Action Figure Nexus had a sale going over the weekend, and I ordered a figure I stupidly passed on buying the one time I saw it: a Justice League Unlimited Superman! Wait, not him; his accessory, the Bottle City of Kandor! It's had multiple versions over the years, including the execrable "War of the Superman" New Krypton one; but I prefer the classic. As seen here! "Let My People Grow!" Written by Len Wein (from a suggestion by Marv Wolfman), art by Curt Swan, inks by Frank Chiaramonte. I read it first in Best of DC Digest #59, but also now have the original (and more scannable!) Superman #338.
Superman harvests a rare element from a distant super-nova, that he thinks may be the final item he needs to complete an enlarging ray, to return Kandor to its rightful size. Most of Kandor seems to be jumping at the idea, with the exception of one nay-sayer who points out the last time they tried it didn't go so well. Superman needs to test it, and while there are Kandorian volunteers, Supes plans to do it himself.

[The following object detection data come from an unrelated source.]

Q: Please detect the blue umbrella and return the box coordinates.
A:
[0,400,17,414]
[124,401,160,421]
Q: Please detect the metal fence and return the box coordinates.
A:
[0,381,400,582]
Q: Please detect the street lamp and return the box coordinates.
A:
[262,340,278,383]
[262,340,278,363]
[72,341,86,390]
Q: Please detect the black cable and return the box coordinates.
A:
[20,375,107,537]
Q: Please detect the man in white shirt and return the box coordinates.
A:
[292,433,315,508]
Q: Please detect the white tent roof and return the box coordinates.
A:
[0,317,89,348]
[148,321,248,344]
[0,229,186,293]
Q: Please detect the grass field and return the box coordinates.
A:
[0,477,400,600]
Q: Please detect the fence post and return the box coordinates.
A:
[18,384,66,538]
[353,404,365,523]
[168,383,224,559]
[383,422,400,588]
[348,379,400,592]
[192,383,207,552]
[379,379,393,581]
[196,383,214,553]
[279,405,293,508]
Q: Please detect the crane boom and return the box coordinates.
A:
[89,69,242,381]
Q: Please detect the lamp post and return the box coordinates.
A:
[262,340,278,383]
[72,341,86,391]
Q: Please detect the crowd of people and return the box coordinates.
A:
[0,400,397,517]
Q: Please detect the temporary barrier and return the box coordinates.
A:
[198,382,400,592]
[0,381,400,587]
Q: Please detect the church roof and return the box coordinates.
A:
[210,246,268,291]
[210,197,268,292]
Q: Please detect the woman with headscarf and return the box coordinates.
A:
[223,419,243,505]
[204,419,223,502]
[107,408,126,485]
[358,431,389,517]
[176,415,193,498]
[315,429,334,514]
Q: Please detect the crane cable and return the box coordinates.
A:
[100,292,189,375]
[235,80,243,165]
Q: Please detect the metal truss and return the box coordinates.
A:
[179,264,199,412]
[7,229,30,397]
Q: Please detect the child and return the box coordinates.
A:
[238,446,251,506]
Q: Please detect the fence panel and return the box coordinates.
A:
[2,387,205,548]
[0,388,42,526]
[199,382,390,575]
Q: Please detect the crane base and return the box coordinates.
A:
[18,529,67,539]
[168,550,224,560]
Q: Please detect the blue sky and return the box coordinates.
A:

As he explains to Supergirl, while he's captured versions of Brainiac's shrinking ray over the years, the original is still on his saucer. Supes creates a "beeper" to bug Brainiac with a high-frequency signal, and he shows up pretty promptly. Brainiac had a number of super-weapons, but Supes eventually tricks him into using the shrink ray, which just confuses Brainiac, but he'll take it. Before he can shrink Supes further, Supergirl arrives with the enlarging ray, reflecting the shrink ray back, seemingly shrinking Brainiac out of this universe. (I'm not sure he would be seen again until his redesign!)
The enlarging ray works, returning Superman to normal size. Rather than settle on earth (with superpowers) the Kandorians elect to live on a distant planet under a red sun, like their homeworld Krypton. With a two-page spread and a "SKWA-WA-WHOOM!" Kandor is enlarged; and Supergirl is reunited with her parents. (Who...moved there, sometime, I guess?) After she tells them she's not ready to move back in with them; they're interrupted by the sudden collapse of the city, as all of Kandor's buildings, vehicles, and stuff disintegrates. (Everyone's clothes and headbands remain!)

Superman is mortified to realize the enlarging ray did fine on "animate objects," but not inanimate ones. Head scientist Van-Zee tells Supes not to sweat it, though: the Kandorians had been living as basically pets for years at that point, and needed to make their own way again. In that vein, they had unbeknownst to Superman and Supergirl, picked a "phase-world" that would shortly rotate out of that universe; because they didn't want the Supes constantly bailing them out of trouble. Van-Zee slugs the powerless Supes, in order for Supergirl to get him out of there; leaving the Kandorians to their future. That I don't think was ever seen again, so maybe it didn't go over so well...

I've probably looked at Kandor any number of times over the years, but man, there seems like a lot of room in that bottle. Like there's more atmosphere than I remember, but that probably makes sense. As much as a shrunken city can, anyway.